# Naive Bayes

Tutorial for the Naive Bayes classifier using scikit-learn. This example uses Pyktok data to classify TikTok videos as ads or non-ads.

Code based on tutorial from StackAbuse: https://stackabuse.com/the-naive-bayes-algorithm-in-python-with-scikit-learn/  

### 1. Preparing our data for the model

In [1]:
import pandas as pd
pd.set_option('display.max_colwidth', None)

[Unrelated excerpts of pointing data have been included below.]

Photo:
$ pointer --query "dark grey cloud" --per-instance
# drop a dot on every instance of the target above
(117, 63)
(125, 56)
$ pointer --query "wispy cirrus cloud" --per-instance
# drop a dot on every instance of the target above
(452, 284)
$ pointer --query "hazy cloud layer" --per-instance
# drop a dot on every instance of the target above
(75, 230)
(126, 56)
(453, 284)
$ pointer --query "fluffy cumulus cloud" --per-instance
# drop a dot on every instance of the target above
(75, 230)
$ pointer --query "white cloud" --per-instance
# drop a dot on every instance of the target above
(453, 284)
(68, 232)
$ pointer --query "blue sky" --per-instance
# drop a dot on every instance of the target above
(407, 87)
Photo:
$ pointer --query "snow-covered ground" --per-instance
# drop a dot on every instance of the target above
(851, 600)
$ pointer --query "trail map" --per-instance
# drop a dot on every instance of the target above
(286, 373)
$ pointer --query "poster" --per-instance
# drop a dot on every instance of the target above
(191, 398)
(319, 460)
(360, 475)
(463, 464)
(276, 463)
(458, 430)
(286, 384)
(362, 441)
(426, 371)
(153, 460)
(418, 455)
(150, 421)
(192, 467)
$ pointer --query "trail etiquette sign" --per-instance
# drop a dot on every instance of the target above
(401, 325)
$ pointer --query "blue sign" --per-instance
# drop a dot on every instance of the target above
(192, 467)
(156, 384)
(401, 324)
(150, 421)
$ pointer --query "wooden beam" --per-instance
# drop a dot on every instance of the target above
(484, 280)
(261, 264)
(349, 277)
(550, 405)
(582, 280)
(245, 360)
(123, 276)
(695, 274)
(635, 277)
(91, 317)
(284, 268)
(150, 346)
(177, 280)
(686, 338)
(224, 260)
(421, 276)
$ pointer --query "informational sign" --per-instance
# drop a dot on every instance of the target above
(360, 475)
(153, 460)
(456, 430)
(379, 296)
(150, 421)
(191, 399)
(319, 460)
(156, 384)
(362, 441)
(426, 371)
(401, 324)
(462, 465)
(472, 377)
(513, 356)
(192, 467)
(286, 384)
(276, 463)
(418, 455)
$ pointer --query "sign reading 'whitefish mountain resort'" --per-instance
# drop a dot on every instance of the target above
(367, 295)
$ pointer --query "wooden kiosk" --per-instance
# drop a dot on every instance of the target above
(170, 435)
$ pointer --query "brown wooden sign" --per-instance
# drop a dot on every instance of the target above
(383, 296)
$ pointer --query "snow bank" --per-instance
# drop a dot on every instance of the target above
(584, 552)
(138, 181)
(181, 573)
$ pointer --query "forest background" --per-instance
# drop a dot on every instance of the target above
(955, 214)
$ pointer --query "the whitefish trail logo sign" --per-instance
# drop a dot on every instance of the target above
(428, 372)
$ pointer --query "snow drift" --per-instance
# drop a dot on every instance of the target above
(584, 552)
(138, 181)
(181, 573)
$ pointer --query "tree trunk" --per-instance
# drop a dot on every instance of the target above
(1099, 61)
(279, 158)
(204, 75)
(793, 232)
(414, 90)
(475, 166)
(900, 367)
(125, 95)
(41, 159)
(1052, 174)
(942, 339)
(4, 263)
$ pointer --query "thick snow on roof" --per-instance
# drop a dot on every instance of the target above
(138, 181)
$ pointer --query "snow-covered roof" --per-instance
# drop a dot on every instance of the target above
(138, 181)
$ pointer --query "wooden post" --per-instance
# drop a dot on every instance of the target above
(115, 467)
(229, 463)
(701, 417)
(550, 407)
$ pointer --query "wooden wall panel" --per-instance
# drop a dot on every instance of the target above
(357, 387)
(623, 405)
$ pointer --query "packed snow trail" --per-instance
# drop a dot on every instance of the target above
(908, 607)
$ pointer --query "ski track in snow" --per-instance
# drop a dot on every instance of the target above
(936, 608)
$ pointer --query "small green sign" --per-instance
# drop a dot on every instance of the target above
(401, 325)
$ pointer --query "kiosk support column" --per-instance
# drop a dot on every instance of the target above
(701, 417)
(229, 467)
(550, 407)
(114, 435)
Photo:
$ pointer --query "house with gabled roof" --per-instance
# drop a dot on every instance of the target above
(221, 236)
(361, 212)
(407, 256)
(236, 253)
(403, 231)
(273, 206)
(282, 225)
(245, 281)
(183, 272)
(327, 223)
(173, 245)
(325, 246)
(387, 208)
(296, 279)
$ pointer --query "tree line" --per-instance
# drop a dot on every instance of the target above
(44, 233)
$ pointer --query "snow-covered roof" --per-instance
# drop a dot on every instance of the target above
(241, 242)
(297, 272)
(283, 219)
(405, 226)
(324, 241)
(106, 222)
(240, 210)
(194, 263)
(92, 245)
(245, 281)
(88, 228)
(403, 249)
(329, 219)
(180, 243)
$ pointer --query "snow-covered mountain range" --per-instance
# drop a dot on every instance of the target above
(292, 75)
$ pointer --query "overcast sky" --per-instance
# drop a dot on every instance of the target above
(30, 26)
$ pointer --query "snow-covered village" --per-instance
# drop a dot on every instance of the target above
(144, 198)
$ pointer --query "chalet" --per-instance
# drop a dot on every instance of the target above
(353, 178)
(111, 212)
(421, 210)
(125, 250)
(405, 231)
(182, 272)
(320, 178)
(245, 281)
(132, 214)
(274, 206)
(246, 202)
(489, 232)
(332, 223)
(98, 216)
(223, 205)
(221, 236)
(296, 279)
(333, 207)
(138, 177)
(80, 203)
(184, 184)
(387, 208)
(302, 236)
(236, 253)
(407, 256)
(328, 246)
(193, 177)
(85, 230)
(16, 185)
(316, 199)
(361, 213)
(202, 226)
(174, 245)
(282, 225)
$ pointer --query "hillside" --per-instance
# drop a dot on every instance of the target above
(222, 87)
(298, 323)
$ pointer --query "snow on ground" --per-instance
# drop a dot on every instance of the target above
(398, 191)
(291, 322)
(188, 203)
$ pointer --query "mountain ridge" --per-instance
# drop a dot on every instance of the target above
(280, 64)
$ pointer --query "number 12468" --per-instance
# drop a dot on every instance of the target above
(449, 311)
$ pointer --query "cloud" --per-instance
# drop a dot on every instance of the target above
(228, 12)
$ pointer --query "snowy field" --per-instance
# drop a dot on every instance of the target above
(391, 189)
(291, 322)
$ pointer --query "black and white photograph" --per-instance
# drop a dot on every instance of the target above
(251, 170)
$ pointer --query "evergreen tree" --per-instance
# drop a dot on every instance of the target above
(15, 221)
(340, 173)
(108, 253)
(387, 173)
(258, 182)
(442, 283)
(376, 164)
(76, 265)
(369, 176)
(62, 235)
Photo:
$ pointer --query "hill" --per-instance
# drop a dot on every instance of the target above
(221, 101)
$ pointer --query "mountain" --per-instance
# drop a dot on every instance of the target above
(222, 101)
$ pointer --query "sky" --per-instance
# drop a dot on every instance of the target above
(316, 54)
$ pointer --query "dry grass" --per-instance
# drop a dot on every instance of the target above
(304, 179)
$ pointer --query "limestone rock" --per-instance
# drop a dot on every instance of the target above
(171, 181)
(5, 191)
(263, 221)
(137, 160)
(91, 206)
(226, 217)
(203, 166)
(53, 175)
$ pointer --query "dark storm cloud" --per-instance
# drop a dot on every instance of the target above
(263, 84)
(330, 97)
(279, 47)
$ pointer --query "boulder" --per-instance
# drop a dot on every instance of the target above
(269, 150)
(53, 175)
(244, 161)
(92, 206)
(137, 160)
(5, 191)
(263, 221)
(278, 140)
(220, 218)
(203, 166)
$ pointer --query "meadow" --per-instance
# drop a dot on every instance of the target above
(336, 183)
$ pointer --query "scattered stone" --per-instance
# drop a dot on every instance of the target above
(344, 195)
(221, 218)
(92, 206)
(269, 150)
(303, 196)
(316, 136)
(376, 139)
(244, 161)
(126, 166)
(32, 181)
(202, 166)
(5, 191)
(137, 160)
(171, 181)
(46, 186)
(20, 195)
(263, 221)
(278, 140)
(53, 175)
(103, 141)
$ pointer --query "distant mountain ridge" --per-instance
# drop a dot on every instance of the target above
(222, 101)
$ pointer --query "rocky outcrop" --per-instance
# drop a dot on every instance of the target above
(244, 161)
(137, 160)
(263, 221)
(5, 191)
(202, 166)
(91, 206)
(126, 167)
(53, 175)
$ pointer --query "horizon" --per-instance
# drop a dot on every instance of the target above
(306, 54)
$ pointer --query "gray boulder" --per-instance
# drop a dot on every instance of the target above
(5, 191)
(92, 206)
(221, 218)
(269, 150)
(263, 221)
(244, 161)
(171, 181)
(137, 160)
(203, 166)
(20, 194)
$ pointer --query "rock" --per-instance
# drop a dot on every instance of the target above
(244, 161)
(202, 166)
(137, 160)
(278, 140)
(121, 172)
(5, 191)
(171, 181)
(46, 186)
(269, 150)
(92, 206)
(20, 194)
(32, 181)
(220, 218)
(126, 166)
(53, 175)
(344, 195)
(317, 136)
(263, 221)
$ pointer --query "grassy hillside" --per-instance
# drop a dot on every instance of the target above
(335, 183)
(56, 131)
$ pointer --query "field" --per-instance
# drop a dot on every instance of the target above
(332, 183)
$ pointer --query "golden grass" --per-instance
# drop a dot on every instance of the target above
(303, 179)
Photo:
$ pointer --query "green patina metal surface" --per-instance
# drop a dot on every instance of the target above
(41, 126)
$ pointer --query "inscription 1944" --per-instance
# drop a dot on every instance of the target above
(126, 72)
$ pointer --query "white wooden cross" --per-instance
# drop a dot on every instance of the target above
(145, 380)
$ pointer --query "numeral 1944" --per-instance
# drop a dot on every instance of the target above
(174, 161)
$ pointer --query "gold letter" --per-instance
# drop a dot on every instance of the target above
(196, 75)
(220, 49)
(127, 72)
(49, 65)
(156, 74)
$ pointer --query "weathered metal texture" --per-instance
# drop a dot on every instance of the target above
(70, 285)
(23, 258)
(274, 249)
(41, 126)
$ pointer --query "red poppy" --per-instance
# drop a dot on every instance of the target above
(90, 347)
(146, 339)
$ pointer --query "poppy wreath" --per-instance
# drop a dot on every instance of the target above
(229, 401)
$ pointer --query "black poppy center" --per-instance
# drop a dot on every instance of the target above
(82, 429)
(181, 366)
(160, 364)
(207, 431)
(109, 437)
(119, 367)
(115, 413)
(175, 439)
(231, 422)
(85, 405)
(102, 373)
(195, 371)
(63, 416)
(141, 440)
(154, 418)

Pyarrow will become a required dependency of pandas in the next major release of pandas (pandas 3.0),
(to allow more performant data types, such as the Arrow string type, and better interoperability with other libraries)
but was not found to be installed on your system.
If this would cause problems for you,
please provide us feedback at https://github.com/pandas-dev/pandas/issues/54466
        
  import pandas as pd


In [3]:
df = pd.read_csv('pyktok_ad_data.csv',
                   usecols=['video_id', 'suggested_words', 'video_description', 'video_is_ad'])

#### Preprocessing the data

In [9]:
df['video_is_ad'] = df.video_is_ad.map({False: 0, True: 1})

#merge the suggested_words and video_description columns
df['description'] = df['suggested_words'].combine_first(df['video_description'])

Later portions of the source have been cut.